Gesang tertawa renyah, entah kenapa pagi ini ia sangat bahagia.
"Gue lihat-lihat lo lagi seneng, kenapa?"
"Lo tau jawabannya tanpa harus gue jelasin runtut kejadiannya."
Diko menganggukkan kepalanya. Pasti itu tentang Rania. Ia paham betul dengan Gesang yang benar-benar jatuh cinta pada Rania, sepupunya yang ia sembunyikan identitas aslinya. Tidak ada yang tahu Rania dan Diko itu sepupuan. Kecuali keluarga mereka sendiri.
>>><<<
Saat istirahat pertama Rania segera menuju ke kantin. Ia tidak mau Gesang menunggu lama, karena Rania tahu menunggu itu tidak enak. Menunggu orang saja tidak enak, apalagi menunggu kepastian.

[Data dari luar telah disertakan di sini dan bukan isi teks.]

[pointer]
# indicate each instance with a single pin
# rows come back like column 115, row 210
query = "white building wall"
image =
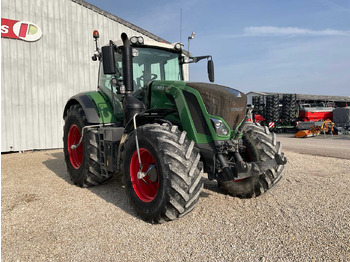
column 39, row 77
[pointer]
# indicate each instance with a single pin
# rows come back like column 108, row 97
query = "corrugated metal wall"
column 39, row 77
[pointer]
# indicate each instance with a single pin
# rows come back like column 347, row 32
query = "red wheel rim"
column 75, row 155
column 146, row 190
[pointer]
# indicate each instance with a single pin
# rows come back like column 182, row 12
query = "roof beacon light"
column 137, row 40
column 140, row 40
column 96, row 34
column 133, row 40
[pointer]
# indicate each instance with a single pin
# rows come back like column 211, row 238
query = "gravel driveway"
column 306, row 217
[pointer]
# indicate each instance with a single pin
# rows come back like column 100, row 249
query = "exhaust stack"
column 127, row 65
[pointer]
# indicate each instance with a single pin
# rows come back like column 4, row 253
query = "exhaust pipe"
column 127, row 65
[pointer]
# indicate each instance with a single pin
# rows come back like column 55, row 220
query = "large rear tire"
column 173, row 183
column 260, row 145
column 83, row 163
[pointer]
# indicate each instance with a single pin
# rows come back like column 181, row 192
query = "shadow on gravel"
column 111, row 191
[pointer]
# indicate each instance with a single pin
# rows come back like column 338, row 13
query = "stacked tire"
column 289, row 108
column 272, row 108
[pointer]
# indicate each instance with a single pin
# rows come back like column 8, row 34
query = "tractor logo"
column 26, row 31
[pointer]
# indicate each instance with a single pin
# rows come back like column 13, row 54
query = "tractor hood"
column 223, row 101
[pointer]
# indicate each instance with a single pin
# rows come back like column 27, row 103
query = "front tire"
column 83, row 163
column 173, row 183
column 261, row 145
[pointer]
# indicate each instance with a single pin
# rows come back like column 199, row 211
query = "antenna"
column 181, row 25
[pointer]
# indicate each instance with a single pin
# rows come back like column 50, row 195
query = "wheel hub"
column 75, row 154
column 144, row 178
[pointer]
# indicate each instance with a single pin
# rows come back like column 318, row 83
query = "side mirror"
column 211, row 70
column 108, row 60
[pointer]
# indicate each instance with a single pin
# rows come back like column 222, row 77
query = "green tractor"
column 163, row 134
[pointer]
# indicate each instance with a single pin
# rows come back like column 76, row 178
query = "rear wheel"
column 83, row 162
column 170, row 182
column 260, row 145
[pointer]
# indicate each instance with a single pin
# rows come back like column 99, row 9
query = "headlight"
column 220, row 127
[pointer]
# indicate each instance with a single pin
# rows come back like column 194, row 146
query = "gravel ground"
column 46, row 218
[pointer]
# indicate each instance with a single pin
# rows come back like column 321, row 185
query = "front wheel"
column 260, row 145
column 83, row 162
column 168, row 184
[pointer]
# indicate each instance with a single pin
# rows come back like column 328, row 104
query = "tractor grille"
column 228, row 103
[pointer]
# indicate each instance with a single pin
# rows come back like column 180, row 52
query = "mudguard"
column 96, row 106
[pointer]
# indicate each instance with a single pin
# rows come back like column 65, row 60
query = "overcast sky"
column 299, row 46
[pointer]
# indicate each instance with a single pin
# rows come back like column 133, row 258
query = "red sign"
column 26, row 31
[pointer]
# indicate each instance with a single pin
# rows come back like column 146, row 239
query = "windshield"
column 154, row 64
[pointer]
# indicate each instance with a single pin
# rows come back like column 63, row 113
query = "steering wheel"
column 153, row 77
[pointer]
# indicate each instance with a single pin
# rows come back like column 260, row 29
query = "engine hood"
column 223, row 101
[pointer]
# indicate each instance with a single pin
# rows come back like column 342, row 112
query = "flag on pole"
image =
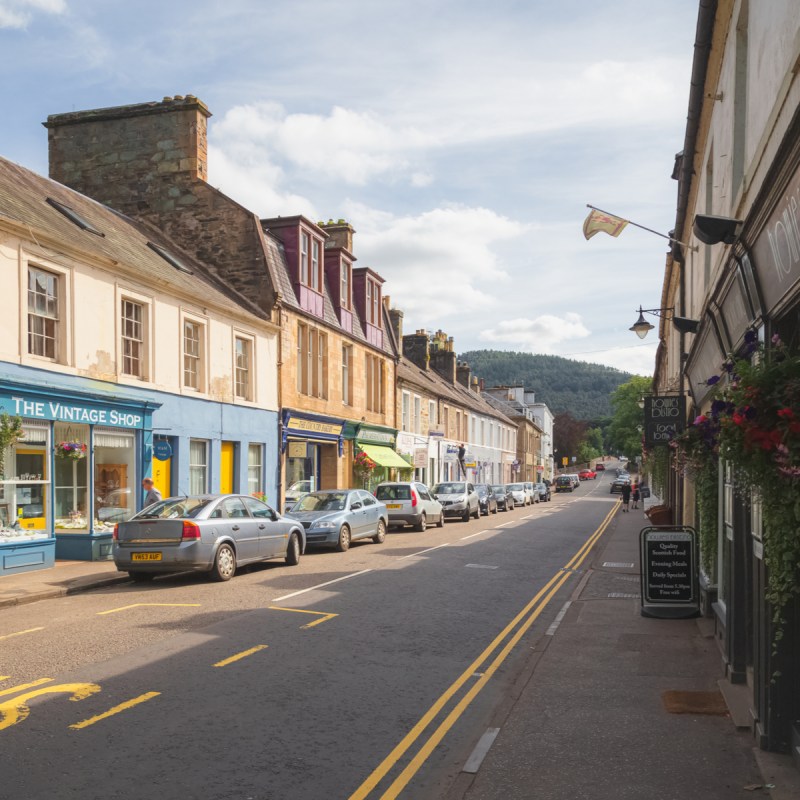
column 599, row 221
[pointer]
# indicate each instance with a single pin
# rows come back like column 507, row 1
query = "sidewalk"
column 66, row 577
column 586, row 720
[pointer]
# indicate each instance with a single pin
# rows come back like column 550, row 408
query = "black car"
column 486, row 499
column 503, row 497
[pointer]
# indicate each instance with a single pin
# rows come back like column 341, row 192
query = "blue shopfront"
column 70, row 473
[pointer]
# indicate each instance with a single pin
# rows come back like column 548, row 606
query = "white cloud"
column 19, row 13
column 538, row 335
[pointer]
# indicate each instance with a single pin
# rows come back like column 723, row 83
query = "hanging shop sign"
column 669, row 574
column 664, row 418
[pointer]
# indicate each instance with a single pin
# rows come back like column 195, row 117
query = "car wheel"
column 224, row 564
column 344, row 539
column 140, row 577
column 293, row 551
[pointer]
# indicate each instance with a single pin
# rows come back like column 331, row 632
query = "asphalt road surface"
column 365, row 674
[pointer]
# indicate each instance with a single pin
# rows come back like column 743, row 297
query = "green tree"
column 623, row 435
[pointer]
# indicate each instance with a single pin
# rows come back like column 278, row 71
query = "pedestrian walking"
column 626, row 496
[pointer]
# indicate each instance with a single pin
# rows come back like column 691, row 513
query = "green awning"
column 385, row 456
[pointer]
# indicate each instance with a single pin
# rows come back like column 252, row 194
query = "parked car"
column 504, row 498
column 336, row 517
column 207, row 533
column 564, row 484
column 519, row 494
column 459, row 499
column 486, row 499
column 410, row 504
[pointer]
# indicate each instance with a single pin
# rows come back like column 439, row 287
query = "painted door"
column 162, row 476
column 226, row 468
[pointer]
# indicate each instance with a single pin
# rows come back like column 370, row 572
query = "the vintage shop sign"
column 70, row 412
column 776, row 252
column 664, row 418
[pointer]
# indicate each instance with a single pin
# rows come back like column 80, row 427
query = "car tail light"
column 190, row 530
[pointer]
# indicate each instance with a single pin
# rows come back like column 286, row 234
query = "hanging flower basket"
column 76, row 451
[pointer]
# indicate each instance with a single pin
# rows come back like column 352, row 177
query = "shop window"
column 255, row 466
column 43, row 313
column 198, row 466
column 243, row 368
column 114, row 477
column 71, row 477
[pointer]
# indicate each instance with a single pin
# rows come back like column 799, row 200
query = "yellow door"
column 226, row 468
column 162, row 476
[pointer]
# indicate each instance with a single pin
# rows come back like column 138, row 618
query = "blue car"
column 336, row 517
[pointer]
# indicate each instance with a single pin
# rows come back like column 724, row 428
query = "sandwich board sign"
column 669, row 572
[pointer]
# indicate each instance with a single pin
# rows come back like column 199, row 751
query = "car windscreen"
column 450, row 488
column 335, row 501
column 176, row 508
column 393, row 493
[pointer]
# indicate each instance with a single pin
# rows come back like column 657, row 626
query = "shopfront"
column 69, row 476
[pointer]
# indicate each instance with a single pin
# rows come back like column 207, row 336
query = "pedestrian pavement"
column 586, row 718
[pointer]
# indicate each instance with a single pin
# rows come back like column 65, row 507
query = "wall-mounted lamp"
column 642, row 327
column 713, row 230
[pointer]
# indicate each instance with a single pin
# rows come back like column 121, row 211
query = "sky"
column 461, row 140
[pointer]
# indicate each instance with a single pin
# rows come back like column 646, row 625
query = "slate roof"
column 23, row 200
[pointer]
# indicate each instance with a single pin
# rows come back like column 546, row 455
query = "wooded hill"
column 576, row 387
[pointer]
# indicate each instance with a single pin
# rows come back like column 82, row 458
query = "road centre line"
column 534, row 608
column 240, row 656
column 22, row 633
column 321, row 585
column 139, row 605
column 142, row 698
column 429, row 550
column 324, row 614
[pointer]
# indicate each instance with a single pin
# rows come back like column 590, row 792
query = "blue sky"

Setelah sampai di kantin, Rania mencari keberadaan Gesang. Laki-alki itu duduk bersama Diko dan Linggar di meja yang sama. Segera saja Rania menghampiri mereka.
"Kirain nggak dateng," celetuk Gesang saat Rania sudah duduk di depannya. Duduk di samping Diko yang sedang menikmati semangkuk bakso.
"Dateng. Kalian bertiga udah lama di sini?"
"Udah, kan tadi jamkos, belum bel istirahat kami udah di sini." Linggar yang membalas pertanyaan Rania.